Bundeshaushalt 2024„Kürzt uns nicht weg!“ – Junger DBSH verurteilt Sparpläne
Digitalisierung, Freiwilligendienst, Migrationsberatung: Dafür soll es laut Haushaltsentwurf der Bundesregierung weniger Geld geben. Der Deutsche Berufsverband für Soziale Arbeit (DBSH) warnt vor den Folgen.
Noch vor zwei Jahren hat Anne Klotz nicht gewusst, wie ein Faxgerät funktioniert – und sie hat auch nicht damit gerechnet, dass sie es noch lernen muss. Aber weil es mit der digitalen Übermittlung ein technisches Problem gibt, muss sie Dokumente an andere Institutionen faxen.

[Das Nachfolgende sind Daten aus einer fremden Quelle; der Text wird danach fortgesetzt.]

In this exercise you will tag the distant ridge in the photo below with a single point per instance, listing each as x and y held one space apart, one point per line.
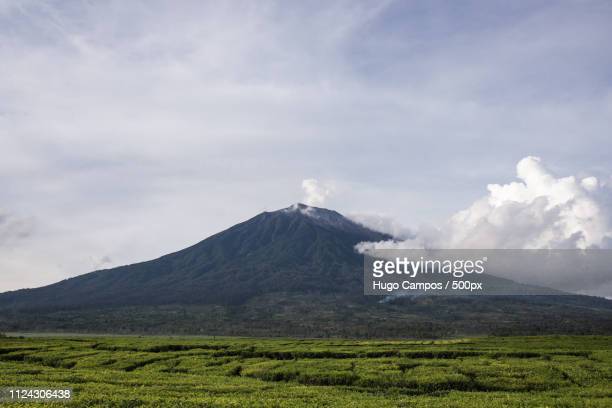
290 272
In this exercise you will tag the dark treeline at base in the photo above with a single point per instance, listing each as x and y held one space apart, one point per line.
324 317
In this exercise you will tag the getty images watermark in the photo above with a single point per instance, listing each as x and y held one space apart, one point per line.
486 272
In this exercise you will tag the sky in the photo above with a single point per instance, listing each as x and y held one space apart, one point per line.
132 129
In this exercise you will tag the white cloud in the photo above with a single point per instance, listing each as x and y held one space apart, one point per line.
539 211
316 193
136 128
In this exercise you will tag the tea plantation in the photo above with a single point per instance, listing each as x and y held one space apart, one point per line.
553 371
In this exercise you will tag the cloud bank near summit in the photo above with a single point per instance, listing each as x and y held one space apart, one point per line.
541 210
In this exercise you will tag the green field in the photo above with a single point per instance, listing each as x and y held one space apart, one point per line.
552 371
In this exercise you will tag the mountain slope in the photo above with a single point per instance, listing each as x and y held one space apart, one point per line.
291 272
297 249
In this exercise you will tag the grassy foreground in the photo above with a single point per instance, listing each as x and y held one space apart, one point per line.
552 371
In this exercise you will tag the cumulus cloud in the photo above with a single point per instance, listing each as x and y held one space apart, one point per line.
540 210
383 223
316 192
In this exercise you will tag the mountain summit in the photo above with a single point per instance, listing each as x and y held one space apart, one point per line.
291 272
296 249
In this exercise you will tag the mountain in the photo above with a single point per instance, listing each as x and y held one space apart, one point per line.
288 272
297 249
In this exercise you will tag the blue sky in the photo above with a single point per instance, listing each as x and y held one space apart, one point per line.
132 129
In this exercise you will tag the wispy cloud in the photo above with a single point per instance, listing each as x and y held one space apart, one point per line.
131 129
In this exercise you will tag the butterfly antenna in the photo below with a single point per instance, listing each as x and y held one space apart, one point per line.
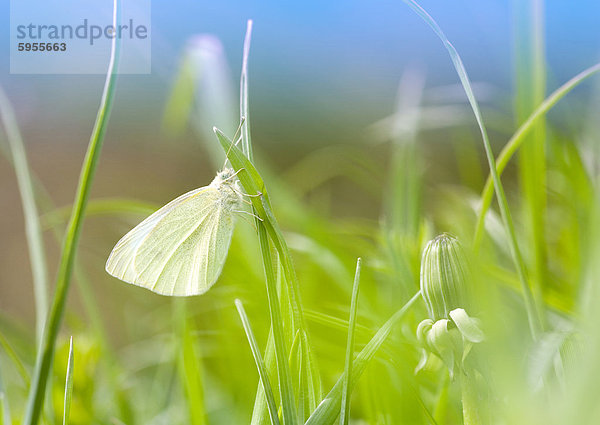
237 136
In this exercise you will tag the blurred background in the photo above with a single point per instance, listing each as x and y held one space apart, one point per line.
325 79
321 73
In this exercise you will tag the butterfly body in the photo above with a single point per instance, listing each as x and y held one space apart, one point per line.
181 248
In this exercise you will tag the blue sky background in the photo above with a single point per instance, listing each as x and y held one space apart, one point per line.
315 62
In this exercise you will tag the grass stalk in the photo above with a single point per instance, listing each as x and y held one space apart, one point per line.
33 230
470 404
46 352
533 315
531 87
329 408
68 385
518 138
260 364
346 391
189 366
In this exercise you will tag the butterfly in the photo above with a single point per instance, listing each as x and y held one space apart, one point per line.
181 248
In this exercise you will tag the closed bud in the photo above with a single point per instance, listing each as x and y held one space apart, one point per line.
444 276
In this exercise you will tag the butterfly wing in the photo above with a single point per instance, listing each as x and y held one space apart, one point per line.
178 250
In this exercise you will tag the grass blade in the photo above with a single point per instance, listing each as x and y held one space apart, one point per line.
5 417
346 392
281 353
519 137
244 107
260 364
68 386
33 231
190 370
12 355
533 314
530 76
46 352
329 408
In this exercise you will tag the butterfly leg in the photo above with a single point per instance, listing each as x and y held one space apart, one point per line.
252 214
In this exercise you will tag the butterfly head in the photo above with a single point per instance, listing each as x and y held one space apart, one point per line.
226 176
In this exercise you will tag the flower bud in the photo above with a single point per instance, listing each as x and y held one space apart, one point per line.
444 276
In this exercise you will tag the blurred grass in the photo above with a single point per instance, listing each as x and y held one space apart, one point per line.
189 361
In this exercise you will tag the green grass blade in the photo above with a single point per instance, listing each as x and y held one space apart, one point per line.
99 207
46 352
254 184
5 417
3 409
519 137
260 364
281 353
329 408
260 412
346 391
244 106
189 367
530 76
68 386
12 355
33 231
533 314
181 99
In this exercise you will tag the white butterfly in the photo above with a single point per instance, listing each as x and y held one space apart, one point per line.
181 248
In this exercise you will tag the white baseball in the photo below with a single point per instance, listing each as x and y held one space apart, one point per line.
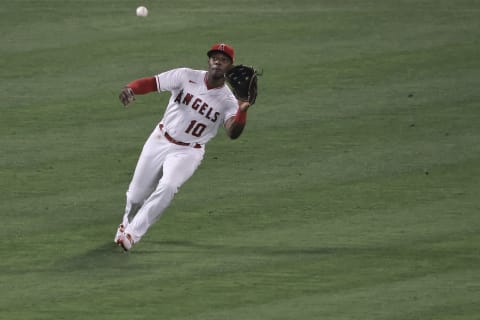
142 11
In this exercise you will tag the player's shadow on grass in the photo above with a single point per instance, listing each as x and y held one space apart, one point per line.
108 256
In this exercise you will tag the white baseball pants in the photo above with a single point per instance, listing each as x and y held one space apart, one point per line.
161 170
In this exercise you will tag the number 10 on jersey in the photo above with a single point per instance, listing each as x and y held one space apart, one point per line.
196 128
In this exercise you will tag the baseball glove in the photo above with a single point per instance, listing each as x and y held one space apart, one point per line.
243 82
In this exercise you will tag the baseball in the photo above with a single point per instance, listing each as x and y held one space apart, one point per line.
142 11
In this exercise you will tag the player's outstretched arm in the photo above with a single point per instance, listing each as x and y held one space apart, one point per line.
236 124
139 86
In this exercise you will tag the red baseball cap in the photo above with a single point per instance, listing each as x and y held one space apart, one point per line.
223 48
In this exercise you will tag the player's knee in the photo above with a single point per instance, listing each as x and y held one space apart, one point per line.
169 187
136 195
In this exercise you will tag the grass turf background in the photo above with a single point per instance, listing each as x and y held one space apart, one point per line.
353 193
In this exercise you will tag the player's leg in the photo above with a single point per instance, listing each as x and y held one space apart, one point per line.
148 172
178 167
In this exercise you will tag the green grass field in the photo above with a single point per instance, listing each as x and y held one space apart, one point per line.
353 193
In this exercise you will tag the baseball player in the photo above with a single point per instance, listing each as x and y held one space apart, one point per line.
200 103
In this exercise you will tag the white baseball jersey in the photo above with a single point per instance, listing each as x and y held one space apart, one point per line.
194 113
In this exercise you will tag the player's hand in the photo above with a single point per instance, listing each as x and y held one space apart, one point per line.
126 96
243 105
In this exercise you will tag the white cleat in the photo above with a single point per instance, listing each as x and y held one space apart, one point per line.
120 231
125 241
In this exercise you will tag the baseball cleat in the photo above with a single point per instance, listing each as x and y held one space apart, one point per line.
120 230
125 241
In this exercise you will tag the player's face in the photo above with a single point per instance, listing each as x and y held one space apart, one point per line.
218 64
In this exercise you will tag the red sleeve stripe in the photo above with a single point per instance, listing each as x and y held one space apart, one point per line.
143 85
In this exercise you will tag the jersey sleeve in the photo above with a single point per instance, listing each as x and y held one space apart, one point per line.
171 80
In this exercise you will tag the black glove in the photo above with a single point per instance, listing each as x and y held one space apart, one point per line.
243 82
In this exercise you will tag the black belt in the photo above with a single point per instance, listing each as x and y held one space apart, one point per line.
180 143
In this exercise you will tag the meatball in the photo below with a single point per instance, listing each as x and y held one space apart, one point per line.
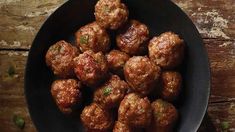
141 74
165 116
66 94
91 68
132 39
167 50
94 118
171 85
121 127
111 93
59 58
92 37
135 111
111 14
116 61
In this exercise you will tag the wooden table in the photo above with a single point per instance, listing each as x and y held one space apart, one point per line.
21 19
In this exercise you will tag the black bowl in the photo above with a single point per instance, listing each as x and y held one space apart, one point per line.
160 16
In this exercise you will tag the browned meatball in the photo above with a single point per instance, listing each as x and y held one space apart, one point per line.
111 93
59 58
116 61
111 13
91 68
167 50
121 127
141 74
165 116
94 118
92 37
171 84
66 94
133 38
135 111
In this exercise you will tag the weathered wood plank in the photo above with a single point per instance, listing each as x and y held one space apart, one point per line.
221 54
218 117
222 61
12 98
213 18
21 20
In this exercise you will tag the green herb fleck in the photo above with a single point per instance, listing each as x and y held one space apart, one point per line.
19 121
106 9
84 39
11 71
107 91
224 125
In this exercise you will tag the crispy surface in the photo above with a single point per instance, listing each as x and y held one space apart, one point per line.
59 58
166 50
92 37
133 37
141 74
111 14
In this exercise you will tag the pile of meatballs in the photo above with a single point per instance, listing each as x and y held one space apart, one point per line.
134 83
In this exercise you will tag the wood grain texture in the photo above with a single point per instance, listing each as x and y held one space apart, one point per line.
21 19
213 18
12 100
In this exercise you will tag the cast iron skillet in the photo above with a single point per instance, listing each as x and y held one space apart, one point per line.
160 16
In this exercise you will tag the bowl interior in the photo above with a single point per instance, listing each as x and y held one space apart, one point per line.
160 16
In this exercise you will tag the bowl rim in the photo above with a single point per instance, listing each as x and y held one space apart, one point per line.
26 70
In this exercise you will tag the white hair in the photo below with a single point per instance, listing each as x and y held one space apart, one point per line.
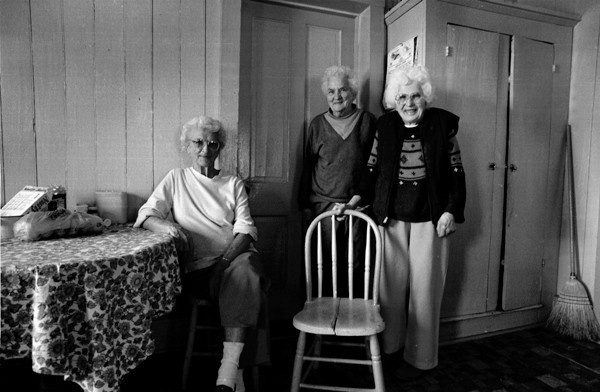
343 73
202 122
403 77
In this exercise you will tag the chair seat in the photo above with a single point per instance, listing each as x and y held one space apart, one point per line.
339 316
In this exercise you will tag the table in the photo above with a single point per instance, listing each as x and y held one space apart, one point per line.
82 307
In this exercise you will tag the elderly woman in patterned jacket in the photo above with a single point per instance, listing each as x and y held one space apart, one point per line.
417 185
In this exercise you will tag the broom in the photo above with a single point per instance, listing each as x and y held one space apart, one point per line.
572 314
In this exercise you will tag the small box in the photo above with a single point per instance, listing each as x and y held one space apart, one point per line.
29 199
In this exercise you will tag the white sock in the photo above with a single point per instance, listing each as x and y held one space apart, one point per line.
239 383
228 372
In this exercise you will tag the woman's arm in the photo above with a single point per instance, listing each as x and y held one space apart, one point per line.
240 244
159 225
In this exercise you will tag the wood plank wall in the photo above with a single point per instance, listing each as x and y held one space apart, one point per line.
93 92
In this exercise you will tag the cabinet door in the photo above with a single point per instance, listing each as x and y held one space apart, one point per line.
527 183
477 85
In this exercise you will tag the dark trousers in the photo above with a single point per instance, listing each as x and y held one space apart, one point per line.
241 302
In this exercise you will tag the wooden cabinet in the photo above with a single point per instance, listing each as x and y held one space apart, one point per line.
505 72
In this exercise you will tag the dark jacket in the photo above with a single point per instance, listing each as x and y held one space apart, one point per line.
445 185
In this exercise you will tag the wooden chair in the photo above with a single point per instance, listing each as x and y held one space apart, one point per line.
340 317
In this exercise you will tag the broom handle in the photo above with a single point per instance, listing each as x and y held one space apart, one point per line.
569 157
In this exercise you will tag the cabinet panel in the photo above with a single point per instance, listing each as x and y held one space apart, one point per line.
529 153
476 81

„Aktuell haben wir keine andere Möglichkeit“, sagt die 25-Jährige, die bei einem Bildungsträger beschäftigt ist und sich beim Deutschen Berufsverband für Soziale Arbeit (DBSH) engagiert. Sie kennt Kolleginnen und Kollegen, die ihre Arbeitszeiten in Excel-Tabellen eintragen, weil es keine digitale Zeiterfassung gibt. „Und in dieser Gemengelage will die Bundesregierung bei der digitalen Transformation sparen“, kritisiert die Gewerkschafterin. Das gehe aus dem Haushaltsentwurf 2024 hervor. „Es ist absurd, bei Dingen zu kürzen, die schon seit Jahren viel besser laufen sollten.“
Konkret meint Klotz das „Förderprogramm zur Zukunftssicherung der Freien Wohlfahrtspflege durch Digitalisierung“, das die Bundesarbeitsgemeinschaft der Freien Wohlfahrtspflege (BAGFW) und das Bundesfamilienministerium ins Leben gerufen haben. Das Ministerium will die Fördergelder auf Null setzen. Doch auch in anderen Bereichen der Sozialarbeit soll gespart werden: bei der Migrationsberatung für erwachsene Einwanderer (MBE), der psychosozialen Hilfe für geflüchtete Menschen und den Freiwilligendiensten. „Die Rechnung ist simpel“, sagt Klotz. „Weniger Geld führt zu weniger Projekten und damit zu weniger Unterstützung für sozial benachteiligte Menschen.“
Bis zu 30.000 Plätze drohen wegzufallen
Besonders kritisch sieht die Sozialarbeiterin die geplanten Kürzungen bei den Freiwilligendiensten. Sie sollen insgesamt 78 Millionen Euro weniger erhalten als im laufenden Jahr. Für die Jugendfreiwilligendienste – dazu gehören das Freiwillige Soziale Jahr (FSJ) und das Freiwillige Ökologische Jahr (FÖJ) – sind für 2024 nur noch 96 Millionen vorgesehen, 2023 waren es 121 Millionen; für den Bundesfreiwilligendienst (BFD), der ebenfalls Erwachsenen über 27 Jahren offensteht, sollen 2024 statt 207 Millionen Euro nur noch 154 Millionen zur Verfügung stehen. Nach Berechnungen des Paritätischen Wohlfahrtsverbands könnten bis zu 30.000 Plätze wegfallen, sollte der Bundestag den Haushaltsentwurf in der aktuellen Fassung beschließen.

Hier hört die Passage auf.